Misalnya Pak Budi memiliki rumah yang mau dijual tapi dia masih memiliki sisa angsuran di bank selama 10 tahun dengan angsuran per bulan sekitar 2 juta/bulan di bank A. Pak Budi menawarkan over kredit kepada Pak Andi sebagai pembeli dengan cara menerima sejumlah uang untuk DP dan melakukan transaksi hanya di depan notaris untuk proses jual beli.

Selama 1,5 tahun pertama Pak Andi masih memenuhi komitmen untuk melanjutkan pembayaran angsuran. Namun di pertengahan tahun ke 2, ternyata Pak Andi mengalami kesulitan ekonomi sehingga pembayaran angsuran mulai tersendat dan akhirnya terjadi tunggakan.

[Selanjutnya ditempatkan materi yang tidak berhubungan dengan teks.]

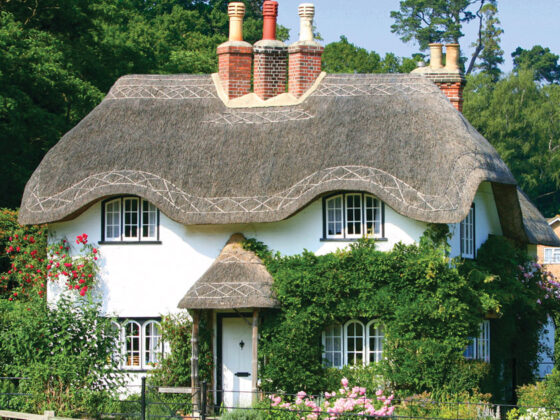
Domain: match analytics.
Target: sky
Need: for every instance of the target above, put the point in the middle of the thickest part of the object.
(367, 24)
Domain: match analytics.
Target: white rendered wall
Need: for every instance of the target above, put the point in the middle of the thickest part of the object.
(149, 280)
(487, 221)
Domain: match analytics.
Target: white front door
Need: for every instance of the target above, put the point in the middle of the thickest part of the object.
(236, 362)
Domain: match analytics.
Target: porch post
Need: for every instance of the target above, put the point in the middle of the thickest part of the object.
(195, 383)
(254, 366)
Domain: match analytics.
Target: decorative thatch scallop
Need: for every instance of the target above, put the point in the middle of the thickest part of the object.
(237, 279)
(171, 140)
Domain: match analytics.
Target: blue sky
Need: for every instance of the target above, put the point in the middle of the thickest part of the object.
(367, 24)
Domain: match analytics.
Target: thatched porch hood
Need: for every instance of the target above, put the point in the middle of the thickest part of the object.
(237, 279)
(171, 140)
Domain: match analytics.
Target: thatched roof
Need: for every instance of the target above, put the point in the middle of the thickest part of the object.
(237, 279)
(171, 140)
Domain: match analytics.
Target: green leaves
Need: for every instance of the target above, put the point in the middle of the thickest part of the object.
(520, 118)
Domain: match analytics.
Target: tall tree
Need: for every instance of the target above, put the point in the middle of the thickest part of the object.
(540, 60)
(344, 57)
(520, 118)
(427, 21)
(488, 43)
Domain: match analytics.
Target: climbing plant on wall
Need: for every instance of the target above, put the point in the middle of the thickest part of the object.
(428, 305)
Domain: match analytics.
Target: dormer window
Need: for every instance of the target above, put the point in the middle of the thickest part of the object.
(131, 220)
(467, 229)
(352, 216)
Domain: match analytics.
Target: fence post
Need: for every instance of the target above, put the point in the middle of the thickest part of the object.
(143, 400)
(203, 399)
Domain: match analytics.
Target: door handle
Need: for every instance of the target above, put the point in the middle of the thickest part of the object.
(242, 374)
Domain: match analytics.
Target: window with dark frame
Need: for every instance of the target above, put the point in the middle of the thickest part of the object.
(353, 215)
(129, 220)
(467, 235)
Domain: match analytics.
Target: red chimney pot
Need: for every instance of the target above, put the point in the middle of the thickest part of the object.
(270, 13)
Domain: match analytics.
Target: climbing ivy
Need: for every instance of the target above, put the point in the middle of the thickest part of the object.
(428, 304)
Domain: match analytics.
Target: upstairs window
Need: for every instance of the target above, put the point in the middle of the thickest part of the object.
(467, 228)
(551, 256)
(353, 344)
(130, 219)
(479, 347)
(352, 216)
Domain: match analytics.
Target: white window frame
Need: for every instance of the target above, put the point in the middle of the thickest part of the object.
(329, 352)
(553, 256)
(467, 229)
(113, 212)
(334, 215)
(367, 350)
(479, 347)
(140, 216)
(355, 352)
(375, 350)
(152, 345)
(134, 351)
(146, 345)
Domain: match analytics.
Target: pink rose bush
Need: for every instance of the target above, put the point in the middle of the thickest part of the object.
(33, 264)
(347, 400)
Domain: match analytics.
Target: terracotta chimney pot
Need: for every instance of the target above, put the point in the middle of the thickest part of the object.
(236, 11)
(235, 56)
(305, 55)
(435, 56)
(452, 57)
(270, 57)
(270, 13)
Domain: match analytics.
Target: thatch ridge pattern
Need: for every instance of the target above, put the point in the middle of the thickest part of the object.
(236, 279)
(165, 194)
(171, 140)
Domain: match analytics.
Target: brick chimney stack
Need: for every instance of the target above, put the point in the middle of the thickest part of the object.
(269, 76)
(449, 79)
(235, 56)
(305, 55)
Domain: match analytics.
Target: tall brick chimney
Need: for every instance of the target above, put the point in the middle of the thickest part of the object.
(305, 55)
(235, 56)
(449, 79)
(269, 76)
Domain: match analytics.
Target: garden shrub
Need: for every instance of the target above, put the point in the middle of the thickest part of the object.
(175, 368)
(67, 352)
(428, 305)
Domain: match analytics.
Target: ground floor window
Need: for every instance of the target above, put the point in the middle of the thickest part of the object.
(479, 347)
(140, 343)
(354, 343)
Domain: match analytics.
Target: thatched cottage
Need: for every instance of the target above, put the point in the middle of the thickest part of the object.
(168, 171)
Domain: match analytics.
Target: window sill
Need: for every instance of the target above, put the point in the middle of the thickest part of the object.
(129, 242)
(350, 239)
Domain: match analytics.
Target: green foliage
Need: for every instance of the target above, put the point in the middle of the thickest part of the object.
(9, 228)
(428, 306)
(345, 57)
(59, 57)
(428, 311)
(541, 61)
(491, 54)
(175, 368)
(66, 351)
(464, 405)
(516, 284)
(519, 117)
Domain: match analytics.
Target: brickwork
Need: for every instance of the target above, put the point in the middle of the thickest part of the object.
(234, 68)
(454, 91)
(269, 76)
(304, 67)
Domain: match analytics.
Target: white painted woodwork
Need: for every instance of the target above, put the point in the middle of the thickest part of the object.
(142, 280)
(236, 359)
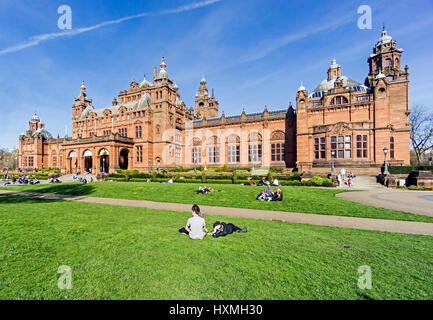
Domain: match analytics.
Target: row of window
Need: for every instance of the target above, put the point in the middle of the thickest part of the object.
(234, 155)
(341, 147)
(139, 153)
(27, 162)
(123, 132)
(138, 132)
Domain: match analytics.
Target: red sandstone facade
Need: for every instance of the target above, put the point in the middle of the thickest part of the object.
(148, 126)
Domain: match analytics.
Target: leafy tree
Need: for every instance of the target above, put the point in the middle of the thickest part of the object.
(421, 131)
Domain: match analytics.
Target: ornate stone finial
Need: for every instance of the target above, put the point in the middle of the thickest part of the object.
(302, 88)
(243, 115)
(83, 89)
(265, 112)
(163, 65)
(223, 117)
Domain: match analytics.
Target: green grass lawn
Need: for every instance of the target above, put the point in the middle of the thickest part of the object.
(134, 253)
(295, 199)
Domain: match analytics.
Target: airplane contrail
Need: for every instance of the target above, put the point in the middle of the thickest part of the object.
(35, 40)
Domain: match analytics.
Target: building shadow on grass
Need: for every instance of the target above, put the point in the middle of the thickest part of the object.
(10, 199)
(68, 189)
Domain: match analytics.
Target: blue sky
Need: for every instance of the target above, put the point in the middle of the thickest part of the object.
(253, 52)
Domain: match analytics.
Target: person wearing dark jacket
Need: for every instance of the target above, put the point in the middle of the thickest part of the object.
(277, 196)
(221, 229)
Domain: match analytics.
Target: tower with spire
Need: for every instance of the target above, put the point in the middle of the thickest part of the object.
(205, 106)
(386, 58)
(81, 103)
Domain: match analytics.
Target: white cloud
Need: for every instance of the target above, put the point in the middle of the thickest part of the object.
(35, 40)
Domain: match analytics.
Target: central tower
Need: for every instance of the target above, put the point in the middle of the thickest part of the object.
(205, 106)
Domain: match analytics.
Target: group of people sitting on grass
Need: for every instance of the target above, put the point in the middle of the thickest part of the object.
(196, 226)
(269, 195)
(205, 190)
(262, 183)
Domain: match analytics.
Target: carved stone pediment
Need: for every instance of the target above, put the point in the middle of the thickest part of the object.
(340, 129)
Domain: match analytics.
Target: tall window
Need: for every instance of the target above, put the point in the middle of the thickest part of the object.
(320, 148)
(339, 100)
(391, 148)
(342, 146)
(178, 154)
(255, 147)
(278, 152)
(361, 146)
(196, 155)
(348, 147)
(214, 154)
(139, 153)
(233, 149)
(138, 131)
(213, 150)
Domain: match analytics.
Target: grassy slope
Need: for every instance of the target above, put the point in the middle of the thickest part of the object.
(296, 199)
(130, 253)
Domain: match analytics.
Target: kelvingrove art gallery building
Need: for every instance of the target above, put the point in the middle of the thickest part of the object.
(148, 126)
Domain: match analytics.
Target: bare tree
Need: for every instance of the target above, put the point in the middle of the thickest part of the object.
(421, 131)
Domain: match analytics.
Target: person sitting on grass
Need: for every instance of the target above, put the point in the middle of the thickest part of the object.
(196, 225)
(278, 196)
(268, 190)
(221, 229)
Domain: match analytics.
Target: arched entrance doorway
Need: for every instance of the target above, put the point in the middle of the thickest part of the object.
(123, 159)
(88, 160)
(72, 159)
(105, 160)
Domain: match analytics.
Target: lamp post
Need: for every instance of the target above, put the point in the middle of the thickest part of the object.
(333, 163)
(254, 160)
(385, 151)
(195, 161)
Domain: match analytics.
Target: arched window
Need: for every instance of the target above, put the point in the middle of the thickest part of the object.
(233, 149)
(138, 131)
(255, 147)
(339, 100)
(213, 150)
(388, 63)
(196, 151)
(278, 146)
(391, 148)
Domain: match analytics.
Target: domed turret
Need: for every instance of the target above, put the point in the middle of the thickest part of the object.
(144, 101)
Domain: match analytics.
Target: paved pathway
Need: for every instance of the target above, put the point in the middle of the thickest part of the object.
(419, 202)
(315, 219)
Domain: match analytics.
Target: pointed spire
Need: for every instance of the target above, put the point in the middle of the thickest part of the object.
(163, 65)
(83, 89)
(334, 63)
(380, 75)
(302, 88)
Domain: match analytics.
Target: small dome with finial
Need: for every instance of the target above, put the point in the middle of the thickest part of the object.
(302, 88)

Secara proses, skema over credit memang terbilang mudah dan tidak memerlukan banyak biaya tambahan. Namun apabila kejadian di atas terjadi, maka kerugian paling besar ada di Pihak Penjual yaitu Pak Budi, karena:

  1. Pihak yang akan dicari bank untuk penyelesaian masalah tunggakan adalah Pak Budi sebagai nama debitur yang tercantum di fasilitas pinjaman KPR. Selama masih ada tunggakan, maka bank akan terus menghubungi Pak Budi.
  1. Apabila Pak Budi menginformasikan kalau rumah tersebut sudah over kredit, maka akan tersangkut masalah hukum karena tercantum di perjanjian kredit kalau tidak boleh mengalihkan kepemilikan rumah selama masih memiliki pinjaman.‍
  1. Apabila tunggakan terus menerus terjadi, maka rating kredit Pak Budi menjadi jelek. Karena saat terjadi penunggakan hinga lebih dari 90 hari tingkat kolektabilitasnya turun mulai dari lancar – dalam perhatian khusus - kurang lancar - diragukan sampai ke macet atau sudah menunggak lebih dari 180 hari.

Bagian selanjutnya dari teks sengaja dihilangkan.